Jama Masjid

Jama Masjid

Built in  Bijapur during the reign of Ali Adil Shah, the Jami Masjid at Bijapur clearly shows the connection with the Bahmani style of the previous century,  it was built to celebrate his victory in the Battle of Talikota.
It is spread over an area of about 10,810 sq m and has beautiful arches, a fine dome and a large inner courtyard. The structure was never completed, as it lacks the two minarets which were supposed to flank the exterior of its eastern entrance, the whole part being left unfinished.  It has been counted as one of the first mosques in India and holds a copy of the Quran written in gold. Moreover, this is the largest masjid in the region and dates back to the period of Adil Shah.
Apart from this, around 2,250 black squares have been erected on the polished floor, for the worshippers. An entrance gateway was added later by the Mughal Emperor Aurangzeb. Other features such as the ornamental merlons above the parapet of the courtyard are also missing.
The exterior has been treated by introducing two storeys of arcades recessed into the wall,  the lower one being ornamental while the upper one is open and discloses an arched corridor running  across the entire back and sides of the exterior. The courtyard is a square of 155′ side, contained on three sides by seven arches on each side.  On the west, this arcade shows a central opening emphasized by foliations, forming the facade of the sanctuary.
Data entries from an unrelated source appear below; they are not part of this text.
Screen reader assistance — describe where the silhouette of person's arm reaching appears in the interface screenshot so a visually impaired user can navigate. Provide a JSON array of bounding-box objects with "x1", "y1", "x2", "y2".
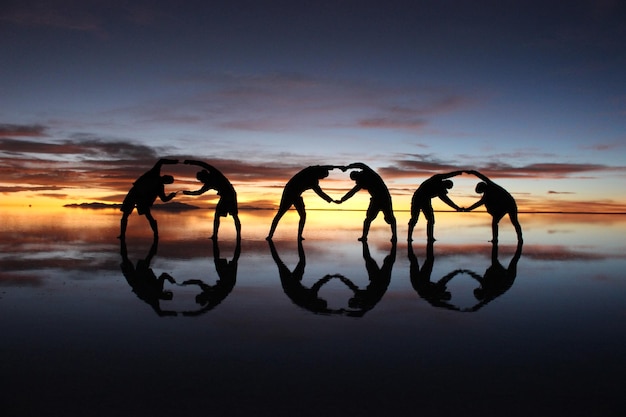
[
  {"x1": 463, "y1": 170, "x2": 523, "y2": 243},
  {"x1": 119, "y1": 158, "x2": 178, "y2": 240},
  {"x1": 183, "y1": 159, "x2": 241, "y2": 240}
]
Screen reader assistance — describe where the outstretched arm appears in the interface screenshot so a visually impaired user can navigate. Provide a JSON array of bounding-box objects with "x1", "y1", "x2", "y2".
[
  {"x1": 346, "y1": 162, "x2": 371, "y2": 169},
  {"x1": 152, "y1": 158, "x2": 178, "y2": 172},
  {"x1": 184, "y1": 159, "x2": 215, "y2": 172},
  {"x1": 463, "y1": 196, "x2": 485, "y2": 211},
  {"x1": 465, "y1": 169, "x2": 491, "y2": 183},
  {"x1": 183, "y1": 184, "x2": 211, "y2": 195},
  {"x1": 339, "y1": 185, "x2": 361, "y2": 203},
  {"x1": 439, "y1": 194, "x2": 461, "y2": 211},
  {"x1": 441, "y1": 171, "x2": 463, "y2": 180},
  {"x1": 312, "y1": 185, "x2": 333, "y2": 203}
]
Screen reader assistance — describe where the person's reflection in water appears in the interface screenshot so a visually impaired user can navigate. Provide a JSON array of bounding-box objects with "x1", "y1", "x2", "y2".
[
  {"x1": 408, "y1": 240, "x2": 462, "y2": 310},
  {"x1": 268, "y1": 239, "x2": 340, "y2": 314},
  {"x1": 181, "y1": 239, "x2": 241, "y2": 316},
  {"x1": 342, "y1": 241, "x2": 396, "y2": 317},
  {"x1": 269, "y1": 237, "x2": 396, "y2": 317},
  {"x1": 120, "y1": 236, "x2": 176, "y2": 317},
  {"x1": 464, "y1": 242, "x2": 523, "y2": 312}
]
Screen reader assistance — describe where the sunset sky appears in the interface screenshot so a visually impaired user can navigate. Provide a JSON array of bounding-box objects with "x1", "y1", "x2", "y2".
[{"x1": 0, "y1": 0, "x2": 626, "y2": 212}]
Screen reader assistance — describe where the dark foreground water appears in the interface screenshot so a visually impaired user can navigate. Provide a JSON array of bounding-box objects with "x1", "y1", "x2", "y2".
[{"x1": 0, "y1": 209, "x2": 626, "y2": 416}]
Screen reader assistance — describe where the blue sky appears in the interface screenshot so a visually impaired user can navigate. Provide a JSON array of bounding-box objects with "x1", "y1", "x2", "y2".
[{"x1": 0, "y1": 0, "x2": 626, "y2": 211}]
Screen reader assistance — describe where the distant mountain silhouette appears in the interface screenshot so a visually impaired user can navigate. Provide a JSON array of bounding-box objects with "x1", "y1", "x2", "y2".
[{"x1": 63, "y1": 201, "x2": 200, "y2": 211}]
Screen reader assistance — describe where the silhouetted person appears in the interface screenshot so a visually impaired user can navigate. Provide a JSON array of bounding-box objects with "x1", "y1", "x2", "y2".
[
  {"x1": 120, "y1": 236, "x2": 176, "y2": 317},
  {"x1": 266, "y1": 165, "x2": 340, "y2": 240},
  {"x1": 335, "y1": 162, "x2": 397, "y2": 242},
  {"x1": 268, "y1": 239, "x2": 338, "y2": 314},
  {"x1": 346, "y1": 241, "x2": 396, "y2": 317},
  {"x1": 407, "y1": 171, "x2": 463, "y2": 242},
  {"x1": 408, "y1": 240, "x2": 463, "y2": 311},
  {"x1": 463, "y1": 171, "x2": 523, "y2": 243},
  {"x1": 119, "y1": 159, "x2": 178, "y2": 239},
  {"x1": 183, "y1": 159, "x2": 241, "y2": 239},
  {"x1": 465, "y1": 242, "x2": 523, "y2": 312},
  {"x1": 182, "y1": 239, "x2": 241, "y2": 316}
]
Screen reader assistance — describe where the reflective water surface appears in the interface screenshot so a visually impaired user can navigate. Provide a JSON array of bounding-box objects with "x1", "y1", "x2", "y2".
[{"x1": 0, "y1": 209, "x2": 626, "y2": 416}]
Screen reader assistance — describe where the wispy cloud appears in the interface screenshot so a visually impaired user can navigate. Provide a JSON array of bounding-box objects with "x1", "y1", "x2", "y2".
[
  {"x1": 381, "y1": 154, "x2": 626, "y2": 179},
  {"x1": 0, "y1": 123, "x2": 46, "y2": 138}
]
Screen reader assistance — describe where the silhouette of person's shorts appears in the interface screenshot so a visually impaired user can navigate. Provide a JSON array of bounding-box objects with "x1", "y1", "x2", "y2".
[
  {"x1": 215, "y1": 196, "x2": 238, "y2": 217},
  {"x1": 366, "y1": 198, "x2": 393, "y2": 223},
  {"x1": 120, "y1": 187, "x2": 152, "y2": 214}
]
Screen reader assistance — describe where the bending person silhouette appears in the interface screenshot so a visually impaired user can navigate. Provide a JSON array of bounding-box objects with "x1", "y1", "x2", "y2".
[
  {"x1": 118, "y1": 159, "x2": 178, "y2": 239},
  {"x1": 335, "y1": 162, "x2": 397, "y2": 242},
  {"x1": 266, "y1": 165, "x2": 343, "y2": 240},
  {"x1": 407, "y1": 171, "x2": 463, "y2": 242},
  {"x1": 183, "y1": 159, "x2": 241, "y2": 240},
  {"x1": 463, "y1": 170, "x2": 523, "y2": 243}
]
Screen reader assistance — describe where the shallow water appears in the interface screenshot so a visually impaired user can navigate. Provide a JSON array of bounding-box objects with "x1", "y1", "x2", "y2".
[{"x1": 0, "y1": 209, "x2": 626, "y2": 416}]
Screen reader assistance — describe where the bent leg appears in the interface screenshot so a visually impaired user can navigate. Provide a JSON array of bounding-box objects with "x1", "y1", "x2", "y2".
[
  {"x1": 509, "y1": 211, "x2": 524, "y2": 242},
  {"x1": 118, "y1": 211, "x2": 131, "y2": 239},
  {"x1": 145, "y1": 210, "x2": 159, "y2": 237},
  {"x1": 294, "y1": 197, "x2": 306, "y2": 240},
  {"x1": 424, "y1": 204, "x2": 435, "y2": 242},
  {"x1": 233, "y1": 213, "x2": 241, "y2": 240}
]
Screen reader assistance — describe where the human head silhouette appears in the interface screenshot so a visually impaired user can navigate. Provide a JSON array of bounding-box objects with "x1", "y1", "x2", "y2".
[
  {"x1": 196, "y1": 169, "x2": 211, "y2": 182},
  {"x1": 317, "y1": 168, "x2": 330, "y2": 180}
]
A wide and deep cornice supported on brackets projects above this arcade. Above the middle of the sanctuary the arcaded square clerestory rises which supports the dome  which is no longer stilted but hemispherical in shape with a metal finial crowned by the crescent symbol.
The interior of the sanctuary is a large hall 208′ X 107′, divided into five aisles by arches on large masonry piers. The nave is a square of 75′ diameter contained within 12 arches. The arches intersect at the top to form an octagonal cornice for supporting the base of. the dome.

Around the nave are the square bays of the aisles, whose ceilings are built on the same principle as the nave, but modified to suit their smaller size. The onion shaped dome of the masjid rests on the beams of a hall, which are divided into 45 compartments.
There is a fountain at the centre, many arches and rooms, a hall and a dome with another 33 domes surrounding it. The masjid also has 12 arches built with 12 interleaving arches and a gateway designed by Aurangzeb. Ornamentation has been kept to a minimum, being of a broad and restrained order and any plastic treatment is of an architectonic nature, more for accentuating a line or space than for embellishment. An incongruous ornament, in the form of a mural design in relief was added at a later date but is confined to the mihrab arch. The twin minarets of Jumma Masjid are decorated with numerous pigeon-holes, and terminate in bulbous  domes above the balconies. Moreover, prayers are still offered, both at the mosque and at the mausoleum.